Erythema were also observed in the 10 % group of unsensitized controls.

It can therefore be concluded that the observed reaction is due to potential skin irritating properties of 2,2'-bipyridine and that the test item is not a skin sensitizer.

Interpretation of results:
GHS criteria not met
Conclusions:
The test item 2,2'-bipyridine was found not to be a strong sensitizer to skin in the ear-flank test according to Stevens (1967).
Executive summary:

Skin sensitizing properties of the test item 2,2’-bipyridine were assessed according to the method of Stevens (Br J Ind Med. 1967, 24(3):189-202): the test item (dissolved in DMF) was applied over three days to the ears of four guinea pigs. Four days after the last induction, the flanks of the animals have been challenged with different concentrations of the test item. The skin reaction produced 24 h later was rated and compared to unsensitized controls.

After challenge of the shaved guinea pig flank with different concentrations of 2,2'-bipyridine in DMF, only the 10 % concentration produced erythema, whereas the 1.0 % and the 0.1 % solutions did not. As erythema were also observed in the 10 % group of unsensitized controls, it can be concluded that the observed reaction is due to potential skin irritating properties of 2,2'-bipyridine and that the test item is not a strong skin sensitizer.

 

Endpoint conclusion
Endpoint conclusion:
no adverse effect observed (not sensitising)
Additional information:

Skin sensitizing properties of the test item 2,2’-bipyridine was assessed according to the method of Stevens (Br J Ind Med. 1967, 24(3):189-202): the test item (dissolved in DMF) was applied over three days to the ears of four guinea pigs. Four days after the last induction, the flanks of the animals have been challenged with different concentrations of the test item. The skin reaction produced 24 h later was rated and compared to unsensitized controls.

After challenge of the shaved guinea pig flank with different concentrations of 2,2'-bipyridine in DMF, only the 10 % concentration produced erythema, whereas the 1.0 % and the 0.1 % solutions did not. As erythema were also observed in the 10 % group of unsensitized controls, it can be concluded that the observed reaction is due to potential skin irritating properties of 2,2'-bipyridine and that the test item is not a strong skin sensitizer.

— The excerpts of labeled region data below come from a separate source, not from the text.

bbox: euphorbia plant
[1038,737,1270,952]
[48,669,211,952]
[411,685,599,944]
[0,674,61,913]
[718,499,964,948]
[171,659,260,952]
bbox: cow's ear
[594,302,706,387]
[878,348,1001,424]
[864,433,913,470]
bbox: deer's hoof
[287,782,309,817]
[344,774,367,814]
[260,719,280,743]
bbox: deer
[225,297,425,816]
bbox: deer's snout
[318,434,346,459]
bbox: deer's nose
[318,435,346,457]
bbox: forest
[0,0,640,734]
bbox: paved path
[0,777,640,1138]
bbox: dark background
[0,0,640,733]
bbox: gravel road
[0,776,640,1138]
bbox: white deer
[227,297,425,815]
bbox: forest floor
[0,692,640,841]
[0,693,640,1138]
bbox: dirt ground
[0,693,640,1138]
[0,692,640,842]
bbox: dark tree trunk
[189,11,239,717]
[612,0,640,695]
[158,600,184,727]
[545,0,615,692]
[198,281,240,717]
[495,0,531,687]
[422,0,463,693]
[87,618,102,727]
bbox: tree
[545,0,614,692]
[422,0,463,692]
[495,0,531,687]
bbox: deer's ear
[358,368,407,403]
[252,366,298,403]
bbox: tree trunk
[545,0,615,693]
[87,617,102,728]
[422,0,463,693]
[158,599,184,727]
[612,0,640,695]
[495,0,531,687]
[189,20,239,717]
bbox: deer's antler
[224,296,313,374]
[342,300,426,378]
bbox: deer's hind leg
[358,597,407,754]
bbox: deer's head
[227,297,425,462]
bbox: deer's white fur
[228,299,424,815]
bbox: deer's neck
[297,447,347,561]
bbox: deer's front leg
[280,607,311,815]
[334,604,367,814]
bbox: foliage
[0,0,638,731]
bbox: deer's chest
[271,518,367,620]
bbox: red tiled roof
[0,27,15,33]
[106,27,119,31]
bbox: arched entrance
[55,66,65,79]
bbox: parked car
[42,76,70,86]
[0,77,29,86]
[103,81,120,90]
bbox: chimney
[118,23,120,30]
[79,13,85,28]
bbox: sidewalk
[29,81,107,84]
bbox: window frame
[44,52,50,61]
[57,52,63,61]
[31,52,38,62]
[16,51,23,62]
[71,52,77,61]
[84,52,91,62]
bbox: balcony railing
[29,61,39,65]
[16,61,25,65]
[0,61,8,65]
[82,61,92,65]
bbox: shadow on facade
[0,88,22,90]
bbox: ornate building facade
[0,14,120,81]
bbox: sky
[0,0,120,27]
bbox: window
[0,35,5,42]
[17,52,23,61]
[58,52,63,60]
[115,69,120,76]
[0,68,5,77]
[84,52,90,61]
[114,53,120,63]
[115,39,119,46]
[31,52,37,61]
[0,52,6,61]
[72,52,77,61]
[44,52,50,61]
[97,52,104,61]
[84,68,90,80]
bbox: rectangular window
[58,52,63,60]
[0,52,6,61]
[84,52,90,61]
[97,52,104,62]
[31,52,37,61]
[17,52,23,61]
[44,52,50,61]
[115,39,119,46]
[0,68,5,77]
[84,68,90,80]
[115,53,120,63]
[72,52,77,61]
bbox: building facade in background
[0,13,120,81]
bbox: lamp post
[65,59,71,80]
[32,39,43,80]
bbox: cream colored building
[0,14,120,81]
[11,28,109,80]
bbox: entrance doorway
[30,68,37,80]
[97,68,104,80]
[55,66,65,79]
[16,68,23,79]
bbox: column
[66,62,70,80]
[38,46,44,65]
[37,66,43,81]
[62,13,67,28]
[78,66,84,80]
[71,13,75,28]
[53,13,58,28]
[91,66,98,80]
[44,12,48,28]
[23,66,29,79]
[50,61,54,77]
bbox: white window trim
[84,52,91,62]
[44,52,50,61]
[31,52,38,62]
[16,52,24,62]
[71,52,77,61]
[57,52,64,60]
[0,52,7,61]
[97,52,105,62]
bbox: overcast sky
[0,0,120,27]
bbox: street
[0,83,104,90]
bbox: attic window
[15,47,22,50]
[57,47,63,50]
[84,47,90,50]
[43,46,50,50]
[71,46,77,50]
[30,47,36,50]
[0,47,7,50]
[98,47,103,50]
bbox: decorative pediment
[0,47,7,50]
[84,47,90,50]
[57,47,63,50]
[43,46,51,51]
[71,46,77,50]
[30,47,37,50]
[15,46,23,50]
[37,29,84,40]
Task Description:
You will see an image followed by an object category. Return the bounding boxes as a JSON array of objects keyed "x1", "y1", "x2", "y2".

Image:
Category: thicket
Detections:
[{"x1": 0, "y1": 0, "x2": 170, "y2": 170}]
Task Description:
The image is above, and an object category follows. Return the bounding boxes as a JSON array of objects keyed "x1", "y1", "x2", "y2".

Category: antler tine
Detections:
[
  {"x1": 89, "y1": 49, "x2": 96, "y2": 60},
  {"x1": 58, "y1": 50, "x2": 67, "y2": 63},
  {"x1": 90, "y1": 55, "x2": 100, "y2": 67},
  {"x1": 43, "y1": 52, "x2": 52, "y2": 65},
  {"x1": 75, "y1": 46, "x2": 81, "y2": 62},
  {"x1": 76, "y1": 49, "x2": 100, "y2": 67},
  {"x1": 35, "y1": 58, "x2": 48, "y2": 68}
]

Justification for classification or non-classification

After challenge of the shaved guinea pig flank with different concentrations of 2,2'-bipyridine in DMF, only the 10 % concentration produced erythema, whereas the 1.0 % and the 0.1 % solutions did not. As erythema were also observed in the 10 % group of unsensitized controls, it can be concluded that the observed reaction is due to potential skin irritating properties of 2,2'-bipyridine and that the test item is not a strong skin sensitizer.